Wednesday, March 23, 2016

Redemption.


I'll give you an illustration.

When I was about ten years old my friend and I would occasionally spend a whole Saturday collecting bottles so we could see a movie on Sunday.  The movie cost about $1.25 for kids. Now the popcorn alone is about ten times that amount.  But back in the day we could collect enough bottles to catch a movie and eat popcorn and buy a soda and have some candy.

My friend Larry would go very deep to get those bottles.  He would wade through swamp water to pick up a bottle tossed into some floating green goo next to the road.  He would climb through thick pricker bushes getting brush cuts on his face.  If it was a hot day in the summer he would be thick with sweat and road dirt by the end of the day.  His cut-off jeans would be filthy.  His white tee shirt was now only fit for a rag bag and his Converse lows would squish some toxic, orange, swamp swill out of the breather holes on the side of his sneakers.  His hair would be stuck to the side of his scratched up and mosquito bitten face and his hands were covered with cuts.  Larry went real deep to get those bottles.  He went ugly.

The bottles he would drag out of the depths were nasty too.  They might be bug filled or worm filled. They might be full of stale beer, flies or an occasional salamander.  Mostly, they were filthy and sun faded bottles tossed along train tracks and country roads we grew up walking down.

Most importantly they had a raised text on the neck of the bottle:  Mass.
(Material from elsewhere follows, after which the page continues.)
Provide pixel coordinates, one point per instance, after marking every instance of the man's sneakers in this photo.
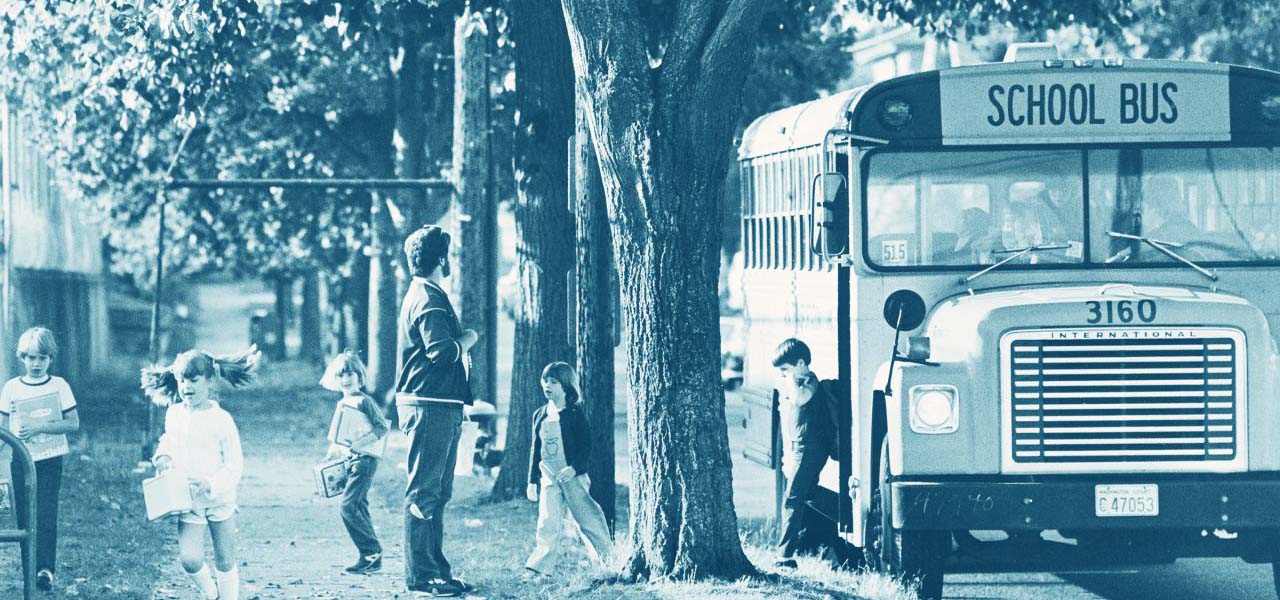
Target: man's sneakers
(44, 580)
(366, 564)
(440, 589)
Redemption.  5c.

Massachusetts had a redemption on beer and soda bottles back then.  They were worth a nickel.  To Larry that stamp was gold.  Or, at least, a satisfying Sunday matinee at the movies.

We would haul in our bottles to a liquor store and wait to see if they would accept them.   These bottles had seen some hard times for sure.  The owner would look at Larry, and then the bottles, smile, and count out a few dollars into his grubbed out hands.  Satisfaction would spread across my friends face and his blue eyes would sparkle through the grime.  Every bug bite and swamp splash was worth it.  It was movie time.
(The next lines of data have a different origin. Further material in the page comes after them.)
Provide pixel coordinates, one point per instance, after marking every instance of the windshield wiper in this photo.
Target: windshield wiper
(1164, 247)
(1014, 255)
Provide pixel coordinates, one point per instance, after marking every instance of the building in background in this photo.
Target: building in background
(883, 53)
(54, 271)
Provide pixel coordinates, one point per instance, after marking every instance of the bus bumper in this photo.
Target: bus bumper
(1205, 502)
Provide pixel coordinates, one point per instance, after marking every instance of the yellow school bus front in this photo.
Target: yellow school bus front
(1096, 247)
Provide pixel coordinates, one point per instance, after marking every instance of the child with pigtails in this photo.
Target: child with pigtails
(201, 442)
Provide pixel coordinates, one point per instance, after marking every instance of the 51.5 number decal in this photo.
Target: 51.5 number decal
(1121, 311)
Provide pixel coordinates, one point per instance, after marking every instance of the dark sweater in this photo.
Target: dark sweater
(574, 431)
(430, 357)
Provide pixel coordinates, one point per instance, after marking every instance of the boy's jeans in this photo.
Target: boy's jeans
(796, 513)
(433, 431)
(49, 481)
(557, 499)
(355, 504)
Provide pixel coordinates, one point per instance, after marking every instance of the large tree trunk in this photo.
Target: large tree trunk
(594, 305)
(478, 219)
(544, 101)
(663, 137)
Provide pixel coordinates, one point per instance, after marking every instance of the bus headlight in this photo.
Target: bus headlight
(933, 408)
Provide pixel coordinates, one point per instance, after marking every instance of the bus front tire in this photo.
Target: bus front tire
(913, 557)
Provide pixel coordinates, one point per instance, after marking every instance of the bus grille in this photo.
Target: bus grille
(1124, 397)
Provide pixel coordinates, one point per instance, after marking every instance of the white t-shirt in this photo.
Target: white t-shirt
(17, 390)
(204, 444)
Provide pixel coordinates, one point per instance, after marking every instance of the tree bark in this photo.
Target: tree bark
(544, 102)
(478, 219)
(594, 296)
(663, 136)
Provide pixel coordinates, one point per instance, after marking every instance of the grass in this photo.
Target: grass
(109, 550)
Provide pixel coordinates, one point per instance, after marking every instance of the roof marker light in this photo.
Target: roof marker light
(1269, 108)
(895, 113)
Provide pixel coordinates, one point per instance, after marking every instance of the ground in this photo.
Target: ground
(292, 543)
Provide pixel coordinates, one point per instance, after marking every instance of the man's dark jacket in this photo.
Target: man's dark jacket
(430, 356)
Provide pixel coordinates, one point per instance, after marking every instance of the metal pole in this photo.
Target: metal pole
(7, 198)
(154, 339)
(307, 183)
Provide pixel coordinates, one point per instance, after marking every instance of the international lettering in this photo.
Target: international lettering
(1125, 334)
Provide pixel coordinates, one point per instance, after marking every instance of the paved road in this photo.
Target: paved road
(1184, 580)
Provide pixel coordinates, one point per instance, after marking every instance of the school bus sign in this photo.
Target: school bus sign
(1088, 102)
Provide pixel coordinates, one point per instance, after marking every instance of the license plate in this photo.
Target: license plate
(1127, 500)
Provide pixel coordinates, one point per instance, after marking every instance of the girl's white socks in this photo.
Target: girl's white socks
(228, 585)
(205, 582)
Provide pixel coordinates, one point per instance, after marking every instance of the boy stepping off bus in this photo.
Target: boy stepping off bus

Two days from now Christians all over the world celebrate a Savior that died on a cross to redeem humanity.  In the United States that day is oddly called: Good Friday.  Before I came to faith in Christ Jesus I had absolutely no understanding why a man hanging on a cross could be celebrated as something, "Good".

Then I learned about the value God puts on us and what He did to rescue us.  I also discovered how ugly in sin I was in my life.  From God's holy perspective, and not my own, I saw my sin and it crushed me into a heap of regret and sorrow.  And then I discovered I was redeemed.  Not partially but completely.  That price for my soul cost God His precious Son hanging on a cross.  What makes Good Friday, "Good" is that it reveals God's love for this world.  It reveals that God is so loving that He would give us His own Son to redeem us from the sin debt we could never earn away on our own.

Our sin costs us.  It separates us from God eternally.  And there is anguish in that separation that you and I cannot possibly imagine.  God paid that price for us.  We just have to believe He did it and we need it.  And understand this, you are not comparing your goodness/badness with people.  You are comparing your goodness/badness to God's Holy standard, which is, Himself.

You might not see yourself that "bad" and maybe God will cut you some slack.  That somehow there will be a slack people to get out of hell and you will be in that group.  Please, don't think for a second that's true.  It's a lie.  If God cut anyone any slack His Son suffered and died for nothing.

Jesus came to rescue us from every sin-filled, hell hole we would crawl into.  He came to seek and to find the lost and wretched souls alive in the body but dead in spirit.  The tossed away lives living in various swamps that only God can reach into.  Living lives that need redemption.

We all, desperately need redemption.

As it is written:

There is no one righteous, not even one.
there is no one who understands;
there is no one who seeks God.
All have all turned away;
they have together become worthless;
there is no one who does good, 
not even one.

Romans Chapter 3.

But He was wounded for our transgressions.
He was bruised for our iniquities. 
The chastisement for our peace was upon Him, 
And by His stripes we are healed.
All we like sheep have gone astray;
we have turned, every one, to his own way, 
And the Lord has laid on Him
the iniquity of us all.

Isaiah Chapter 53.

To know you need redemption from every road apart from God you have walked on; from every swamp of pleasure or pain you wound up in, is a gift of God's mercy.  That knowing from His mercy crushes us.

In that awareness we remember His Son, Jesus.  We confess we need forgiveness and God picks us up out of the sludge, removes the vile things that we have collected in our hearts, and redeems us.

God searches for us, finds us and redeems us.

We love Him for it and share with others what He has done.

Good Friday He died.  Easter Sunday He is risen.  Risen!

This Easter weekend investigate Jesus Christ.  Risen, is playing at the movies.  When you sit there eating your ten dollar popcorn remember Jesus came to redeem, you.  I haven't seen it but what I've read sounds like it's worth every nickel.